It took me awhile to get in front of a keyboard today.  I'm still putting up the same obstacles between me and my writing.  A blank page forces me to come face-to-face with my potential and I sit and stare, like I'm waiting for a divine strike of inspiration. The thought of perfection paralyzes my hands and mind. The reality is that I just have to endure the pain if I want to be a professional writer.

I watched an interview with David Foster Wallace in an attempt to lure inspiration from the depths of my consciousness.  It still saddens me that a man with so much intellect and insight into the human condition took his life.  It saddens me to think about what else he could've contributed to the progress of humanity.

In the interview they spoke about the allure of drugs and entertainment and how they both provided a certain escape.  DFW linked these concepts to the ideology of self-gratification that pervades U.S. culture, where this hedonistic pleasure-center is constantly fed.  He touched on class as part of the problem as it is the privileged graduates holding Masters and Bachelors degrees that have the ability and affinity to engage in higher culture, while the uneducated are trapped in a cyclical poverty.  Let's face it - the endurance and focus necessary to read stuff like Infinite Jest is going to lose 9 times out of 10, even in educated circles.  The trick seems to be to expedite the transmission of self-developmental content in an engaging, inexpensive, and for lack of a better word, subversive manner.

A fulfilling life requires effort, discipline and thoughtful action, which are all products of self-development.  The problem is that mainstream media undermines all of these.  The passive satisfaction of our thoughts and desires renders the active life a laborious endeavor, devaluing the fulfilling process of work in favor of comfortable stupefaction.  Work has been an adversary to humans for millennia, but its stigma has grown exponentially since the dawn of the industrial age.

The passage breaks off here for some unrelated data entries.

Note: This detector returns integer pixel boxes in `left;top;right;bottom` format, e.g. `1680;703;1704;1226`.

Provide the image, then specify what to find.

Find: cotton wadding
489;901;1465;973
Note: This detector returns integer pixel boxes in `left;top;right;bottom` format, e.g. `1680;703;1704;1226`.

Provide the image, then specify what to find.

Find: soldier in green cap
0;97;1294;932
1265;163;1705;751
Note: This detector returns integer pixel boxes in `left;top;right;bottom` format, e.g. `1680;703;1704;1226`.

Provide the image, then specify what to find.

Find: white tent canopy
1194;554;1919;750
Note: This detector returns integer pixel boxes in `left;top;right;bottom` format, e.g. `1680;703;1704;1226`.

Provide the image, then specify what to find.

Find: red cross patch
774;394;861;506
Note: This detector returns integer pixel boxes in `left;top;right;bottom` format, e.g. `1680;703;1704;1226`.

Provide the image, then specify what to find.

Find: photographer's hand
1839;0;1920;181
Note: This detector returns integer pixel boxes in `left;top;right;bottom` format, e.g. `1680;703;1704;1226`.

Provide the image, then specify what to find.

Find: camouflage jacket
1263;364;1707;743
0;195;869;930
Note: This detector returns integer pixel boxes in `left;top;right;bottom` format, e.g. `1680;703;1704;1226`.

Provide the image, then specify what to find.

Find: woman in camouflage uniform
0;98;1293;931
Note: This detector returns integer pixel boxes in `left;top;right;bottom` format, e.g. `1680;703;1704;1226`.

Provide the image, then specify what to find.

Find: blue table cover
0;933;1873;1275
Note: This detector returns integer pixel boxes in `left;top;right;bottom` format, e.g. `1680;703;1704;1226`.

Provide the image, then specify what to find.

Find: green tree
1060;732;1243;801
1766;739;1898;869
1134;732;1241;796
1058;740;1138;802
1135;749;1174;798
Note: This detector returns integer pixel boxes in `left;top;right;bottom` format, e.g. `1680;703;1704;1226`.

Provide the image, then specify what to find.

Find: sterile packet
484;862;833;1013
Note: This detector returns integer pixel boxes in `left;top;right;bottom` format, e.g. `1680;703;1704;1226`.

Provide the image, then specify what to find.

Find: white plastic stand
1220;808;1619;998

What would the argument for a life of fulfillment rather than comfort look like?  The Aristotelean aim was towards a happiness made possible by virtues like temperance, courage, friendship, honesty, etc.  The world we live in now subverts these virtues in the name of capitalistic enterprise; which means that our current system of values stands in opposition to our actualization of happiness and fulfillment.  We are given instruments enabling passive unhappiness and we are told that we are lazy, ungrateful leeches on the society.  MAYBE if we were given empowering tools rather than those determined by economic and capitalistic ends, we would be a more effective generation!  

This mostly sounds like entitled wishful thinking, but it's important for me to hash out these concepts.  Self-development is critical for lasting happiness and we live in a culture that undermines it around every corner.  Happiness and fulfillment require effort, discipline, and thoughtful action, which means that if want better lives, we need to make a concerted, focused effort on improving ourselves.